İki Hamle Ankara'da Tüm Ayarları Bozdu!

Ankara'nın merkezinde işlenen cinayet, siyasi bir suikast olarak gündeme oturdu. Detaylar ortaya çıktıkça Ankara siyasetinde işler karmaşık bir hal aldı... Bu cinayet, Gabriel Garcia Marquez'in ünlü romanı "Kırmızı Pazartesi"ye benzetilerek, kamuoyunda büyük yankı uyandırdı...

ANALİZ: YAVUZ KARAMAHMUTOĞLU

Sinan Ateş'in öldürülmesinin ardından Cumhur İttifakı'nda ilişkiler eskisi gibi olmadı. İddianame çıktığında kamuoyu, bu belgenin konuyu kapatma amacı taşıdığını düşündü. MHP, bu iddialara sert tepki gösterdi ve konuyu MHP'ye getirmeye çalışanlara karşı tavrını net bir şekilde ortaya koydu.

Aylar geçti, fakat Ankara bu konuyu konuşmaya devam etti. Cumhurbaşkanı Erdoğan'ın dün CHP Genel Merkezi'ne yaptığı ziyaretten sonra Sinan Ateş'in eşi Ayşe Ateş ve kızlarını Beştepe'de kabul etmesi, dosyada yeni bir evreye işaret etti. Ve Erdoğan, Ateş'in kızlarına babalarının katilini bulmak için yardımcı olacağının sözünü verdi.

Tam bu gelişmeler olurken MHP Genel Başkanı Devlet Bahçeli'nin "Allah bana yeter" kelimelerinin yer aldığı yüzüğü ve elinde dosya tutarken çekilen fotoğrafı, gerilimi tırmandırdı.

Sonrasında bugün Bahçeli'nin deprem etkisi yaratan açıklaması, kamuoyunun gündemine bomba gibi düştü.

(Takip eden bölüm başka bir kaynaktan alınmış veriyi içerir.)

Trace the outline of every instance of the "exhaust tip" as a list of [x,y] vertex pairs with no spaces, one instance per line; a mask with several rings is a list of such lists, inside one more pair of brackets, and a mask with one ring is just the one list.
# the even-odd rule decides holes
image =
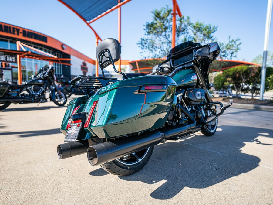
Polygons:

İktidara yakın gazeteler "Cumhur İttifakı'na güçlü destek" başlıkları atsalar da, açıklamanın bütününde ittifakta derin bir çatlağın oluştuğu gözle görülecek kadar netti.

Bu durumun temel nedeni olarak Sinan Ateş cinayetinden Cumhurbaşkanı Erdoğan'ın rahatsızlığı gösteriliyor.

AKP'li kaynaklar bu rahatsızlığı çeşitli yollarla dile getirse de kamuoyunda çok fazla anlaşılmamıştı. Ayşe Ateş'in Cumhurbaşkanlığı Külliyesi'nde ağırlanması, bu rahatsızlığın en net fotoğrafı olarak ortaya çıktı. Erdoğan, Ateş konusundan net bir şekilde rahatsız olduğunu ortaya koydu olarak yorumlandı.

Eş Ateş'in dün ve bugünkü açıklamaları da Beştepe'nin konunun üzerine daha detaylı gidebileceğinin işaretlerini taşıyor.

Bu trafik, MHP cephesinde son derece yüksek rahatsızlık yarattı. Yapılan açıklamalar, bu rahatsızlığı net bir şekilde ortaya koydu. Cumhur İttifakı'nın fiilen nasıl devam edeceği artık tartışma konusu olsa da, ruhen tükendiği gerçeği gün yüzüne çıktı.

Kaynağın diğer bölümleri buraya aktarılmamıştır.